Personal information
- Born: 27 May 1963 (age 63) Vilnius, Lithuania

Chess career
- Country: Lithuania
- Title: Grandmaster (1991)
- FIDE rating: 2446 (July 2026)
- Peak rating: 2650 (January 1997)
- Peak ranking: No. 19 (January 1997)

= Eduardas Rozentalis =

Lithuanian chess grandmaster (born 1963)

Eduardas Rozentalis (born 27 May 1963 in Vilnius) is a Lithuanian chess grandmaster.

==Chess career==
He played for the Lithuanian team in every Chess Olympiad since 1992, except in 2000 and 2012. Rozentalis won the Lithuanian Chess Championship in 1981, 1983 (jointly with 	Aloyzas Kveinys) and 2002.

In 1995 he tied for first in the Canadian Open Chess Championship. He also tied for first, with 6/9, in the 2008 staging of this event, in Montreal. At the Rilton Cup 2005/6 in Stockholm he was shared 1st with Normunds Miezis, Sergey Ivanov, Tomi Nybäck and Evgeny Postny. In 2009/10 he tied for 1st-5th with Radosław Wojtaszek, Pavel Ponkratov, Luke McShane and Igor Lysyj at the 39th Rilton Cup in Stockholm. In May 2010, he won the 3rd Magistral Ciudad de Asunción Copa Roggio tournament. In 2012 Rozentalis won the Cultural Village tournament in Wijk aan Zee and qualified for the Grandmaster Group C of the 2013 Tata Steel Chess Tournament; however, he did not take part in the latter event.
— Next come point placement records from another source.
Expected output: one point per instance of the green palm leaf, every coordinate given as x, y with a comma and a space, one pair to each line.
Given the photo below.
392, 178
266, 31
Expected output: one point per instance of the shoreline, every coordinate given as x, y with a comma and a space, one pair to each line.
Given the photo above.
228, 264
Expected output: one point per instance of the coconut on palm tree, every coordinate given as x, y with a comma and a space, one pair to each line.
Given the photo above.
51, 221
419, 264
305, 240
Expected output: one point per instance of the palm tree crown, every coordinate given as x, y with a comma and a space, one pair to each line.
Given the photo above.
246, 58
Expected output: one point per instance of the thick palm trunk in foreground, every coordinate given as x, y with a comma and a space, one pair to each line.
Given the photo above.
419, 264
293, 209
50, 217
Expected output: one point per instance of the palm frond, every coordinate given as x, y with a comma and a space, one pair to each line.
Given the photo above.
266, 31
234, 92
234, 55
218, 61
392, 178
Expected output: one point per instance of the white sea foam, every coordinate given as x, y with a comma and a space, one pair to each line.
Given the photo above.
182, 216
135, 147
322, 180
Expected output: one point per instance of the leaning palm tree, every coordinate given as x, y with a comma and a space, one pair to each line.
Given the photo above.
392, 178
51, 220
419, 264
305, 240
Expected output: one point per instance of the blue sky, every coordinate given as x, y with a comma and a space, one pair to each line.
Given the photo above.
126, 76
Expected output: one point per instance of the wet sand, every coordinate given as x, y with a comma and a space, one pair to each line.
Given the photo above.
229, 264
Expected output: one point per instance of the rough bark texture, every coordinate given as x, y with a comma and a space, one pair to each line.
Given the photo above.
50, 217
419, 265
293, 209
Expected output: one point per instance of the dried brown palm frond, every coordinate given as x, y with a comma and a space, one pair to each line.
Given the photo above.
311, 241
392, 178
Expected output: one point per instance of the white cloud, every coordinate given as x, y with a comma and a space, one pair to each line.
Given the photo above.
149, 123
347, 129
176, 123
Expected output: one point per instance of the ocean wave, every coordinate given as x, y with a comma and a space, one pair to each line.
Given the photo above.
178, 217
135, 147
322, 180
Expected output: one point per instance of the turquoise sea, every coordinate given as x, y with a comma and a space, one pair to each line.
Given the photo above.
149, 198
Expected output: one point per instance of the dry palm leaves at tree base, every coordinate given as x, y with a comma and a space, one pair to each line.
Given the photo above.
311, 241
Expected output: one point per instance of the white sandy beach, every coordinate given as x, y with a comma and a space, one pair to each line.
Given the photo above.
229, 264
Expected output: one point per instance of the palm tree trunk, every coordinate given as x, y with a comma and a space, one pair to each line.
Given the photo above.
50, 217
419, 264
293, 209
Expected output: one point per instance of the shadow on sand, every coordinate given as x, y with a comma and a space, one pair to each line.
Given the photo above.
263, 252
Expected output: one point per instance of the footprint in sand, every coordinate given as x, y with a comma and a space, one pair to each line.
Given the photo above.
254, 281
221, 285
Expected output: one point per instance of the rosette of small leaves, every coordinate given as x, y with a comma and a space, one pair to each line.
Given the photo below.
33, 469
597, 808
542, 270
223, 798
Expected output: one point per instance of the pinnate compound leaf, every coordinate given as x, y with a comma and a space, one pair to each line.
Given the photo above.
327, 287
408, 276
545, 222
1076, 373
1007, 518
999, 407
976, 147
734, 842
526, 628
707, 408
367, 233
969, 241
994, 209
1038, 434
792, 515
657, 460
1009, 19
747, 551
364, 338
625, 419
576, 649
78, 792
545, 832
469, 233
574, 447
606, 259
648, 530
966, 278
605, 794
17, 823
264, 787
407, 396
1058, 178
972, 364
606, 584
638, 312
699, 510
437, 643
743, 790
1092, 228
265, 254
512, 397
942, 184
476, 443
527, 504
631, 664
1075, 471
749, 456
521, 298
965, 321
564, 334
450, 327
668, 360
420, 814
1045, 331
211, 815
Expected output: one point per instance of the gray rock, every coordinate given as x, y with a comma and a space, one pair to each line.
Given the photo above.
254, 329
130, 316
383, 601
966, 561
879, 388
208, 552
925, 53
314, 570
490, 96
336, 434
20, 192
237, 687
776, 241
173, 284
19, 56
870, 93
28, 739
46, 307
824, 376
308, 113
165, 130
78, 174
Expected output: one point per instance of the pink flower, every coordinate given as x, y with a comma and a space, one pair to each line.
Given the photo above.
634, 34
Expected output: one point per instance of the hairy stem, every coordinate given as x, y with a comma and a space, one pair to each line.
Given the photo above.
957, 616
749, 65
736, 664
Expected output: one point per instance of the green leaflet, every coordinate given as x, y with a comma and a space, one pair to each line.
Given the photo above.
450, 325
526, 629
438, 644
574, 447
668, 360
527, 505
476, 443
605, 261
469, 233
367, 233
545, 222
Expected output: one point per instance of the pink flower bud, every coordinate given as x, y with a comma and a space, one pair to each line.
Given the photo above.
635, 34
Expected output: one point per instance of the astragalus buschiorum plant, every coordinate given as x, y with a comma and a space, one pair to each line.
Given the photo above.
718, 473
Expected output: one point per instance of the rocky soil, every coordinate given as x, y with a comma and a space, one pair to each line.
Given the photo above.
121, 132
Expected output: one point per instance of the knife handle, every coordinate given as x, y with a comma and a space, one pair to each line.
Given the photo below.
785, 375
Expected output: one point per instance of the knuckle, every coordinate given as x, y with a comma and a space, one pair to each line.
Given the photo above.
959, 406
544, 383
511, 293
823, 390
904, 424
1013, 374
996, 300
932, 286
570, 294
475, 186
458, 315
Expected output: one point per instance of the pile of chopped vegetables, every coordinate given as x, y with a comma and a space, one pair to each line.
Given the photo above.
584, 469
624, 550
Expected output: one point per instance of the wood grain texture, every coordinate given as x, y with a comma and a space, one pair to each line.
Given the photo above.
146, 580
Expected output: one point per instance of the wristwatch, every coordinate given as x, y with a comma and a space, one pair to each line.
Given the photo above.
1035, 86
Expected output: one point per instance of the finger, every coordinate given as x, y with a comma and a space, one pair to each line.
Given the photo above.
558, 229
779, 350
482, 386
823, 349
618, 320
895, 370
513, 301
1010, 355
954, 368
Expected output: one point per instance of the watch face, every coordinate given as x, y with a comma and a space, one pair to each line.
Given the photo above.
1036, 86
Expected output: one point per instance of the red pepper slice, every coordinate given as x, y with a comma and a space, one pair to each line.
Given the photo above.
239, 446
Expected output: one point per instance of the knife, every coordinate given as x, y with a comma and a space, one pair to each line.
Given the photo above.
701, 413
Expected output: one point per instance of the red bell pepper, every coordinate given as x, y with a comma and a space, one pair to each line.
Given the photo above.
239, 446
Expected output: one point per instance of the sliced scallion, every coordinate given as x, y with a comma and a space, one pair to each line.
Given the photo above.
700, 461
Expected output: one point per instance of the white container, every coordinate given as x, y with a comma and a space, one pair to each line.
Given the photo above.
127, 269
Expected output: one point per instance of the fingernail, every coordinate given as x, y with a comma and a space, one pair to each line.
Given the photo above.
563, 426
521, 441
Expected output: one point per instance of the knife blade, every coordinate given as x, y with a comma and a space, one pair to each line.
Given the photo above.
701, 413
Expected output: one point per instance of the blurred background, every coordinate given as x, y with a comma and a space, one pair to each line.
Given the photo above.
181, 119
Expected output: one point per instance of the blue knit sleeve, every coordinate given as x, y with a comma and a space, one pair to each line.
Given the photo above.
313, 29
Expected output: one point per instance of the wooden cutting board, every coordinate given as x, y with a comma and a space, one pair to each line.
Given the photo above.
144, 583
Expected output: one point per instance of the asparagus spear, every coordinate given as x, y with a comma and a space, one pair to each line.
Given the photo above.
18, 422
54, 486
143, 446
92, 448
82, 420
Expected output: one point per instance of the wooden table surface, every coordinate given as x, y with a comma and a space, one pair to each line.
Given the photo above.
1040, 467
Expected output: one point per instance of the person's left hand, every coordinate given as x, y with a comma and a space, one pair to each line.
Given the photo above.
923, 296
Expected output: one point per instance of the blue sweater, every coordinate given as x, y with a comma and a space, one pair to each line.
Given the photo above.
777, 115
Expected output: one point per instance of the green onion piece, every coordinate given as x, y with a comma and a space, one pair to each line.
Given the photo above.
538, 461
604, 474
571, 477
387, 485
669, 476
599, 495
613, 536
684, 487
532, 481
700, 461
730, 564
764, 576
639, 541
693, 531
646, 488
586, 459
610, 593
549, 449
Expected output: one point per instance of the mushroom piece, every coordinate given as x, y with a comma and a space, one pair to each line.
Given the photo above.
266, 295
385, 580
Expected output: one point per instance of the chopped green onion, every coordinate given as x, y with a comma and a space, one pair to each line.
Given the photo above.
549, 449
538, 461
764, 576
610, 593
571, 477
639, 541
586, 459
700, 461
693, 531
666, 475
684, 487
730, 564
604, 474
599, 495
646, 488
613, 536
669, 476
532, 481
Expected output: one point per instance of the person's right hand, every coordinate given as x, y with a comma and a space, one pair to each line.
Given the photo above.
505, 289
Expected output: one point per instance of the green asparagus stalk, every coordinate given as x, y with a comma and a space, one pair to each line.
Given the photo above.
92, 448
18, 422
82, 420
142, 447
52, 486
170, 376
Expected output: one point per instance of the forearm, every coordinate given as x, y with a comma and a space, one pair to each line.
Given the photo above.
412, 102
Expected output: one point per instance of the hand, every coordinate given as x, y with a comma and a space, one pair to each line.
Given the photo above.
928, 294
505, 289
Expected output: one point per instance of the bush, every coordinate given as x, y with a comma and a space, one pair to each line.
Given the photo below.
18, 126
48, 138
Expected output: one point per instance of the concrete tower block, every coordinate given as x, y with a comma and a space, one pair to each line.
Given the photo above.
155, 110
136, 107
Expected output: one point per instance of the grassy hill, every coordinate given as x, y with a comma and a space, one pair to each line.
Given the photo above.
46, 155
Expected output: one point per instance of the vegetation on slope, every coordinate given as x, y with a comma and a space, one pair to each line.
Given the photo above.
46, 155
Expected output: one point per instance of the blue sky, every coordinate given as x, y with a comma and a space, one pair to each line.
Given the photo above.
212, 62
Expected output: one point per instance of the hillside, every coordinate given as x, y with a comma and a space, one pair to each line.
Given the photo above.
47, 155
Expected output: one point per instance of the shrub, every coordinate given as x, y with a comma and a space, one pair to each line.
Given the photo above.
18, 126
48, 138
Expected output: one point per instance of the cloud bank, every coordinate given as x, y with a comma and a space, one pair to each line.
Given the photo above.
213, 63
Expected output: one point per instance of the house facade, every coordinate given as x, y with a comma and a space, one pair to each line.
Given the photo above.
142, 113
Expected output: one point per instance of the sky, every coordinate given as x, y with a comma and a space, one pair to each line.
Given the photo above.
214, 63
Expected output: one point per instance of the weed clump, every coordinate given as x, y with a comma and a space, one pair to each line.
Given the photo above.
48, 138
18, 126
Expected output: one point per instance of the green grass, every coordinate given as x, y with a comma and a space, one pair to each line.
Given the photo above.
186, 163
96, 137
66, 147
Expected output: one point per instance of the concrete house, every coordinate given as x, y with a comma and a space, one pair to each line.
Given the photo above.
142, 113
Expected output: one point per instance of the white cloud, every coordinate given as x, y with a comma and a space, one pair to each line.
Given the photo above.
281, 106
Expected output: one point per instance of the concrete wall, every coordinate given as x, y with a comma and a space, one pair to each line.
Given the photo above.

In 2019, he won the GM Winter Petach Tikva international tournament with a score of 7.5/9

In 2018, the second edition of his book The Correct Exchange in the Endgame was published.

His mother is Ilana Rozentalienė (b. 1937) who twice won Lithuanian Women's Chess Championship (1962, 1965).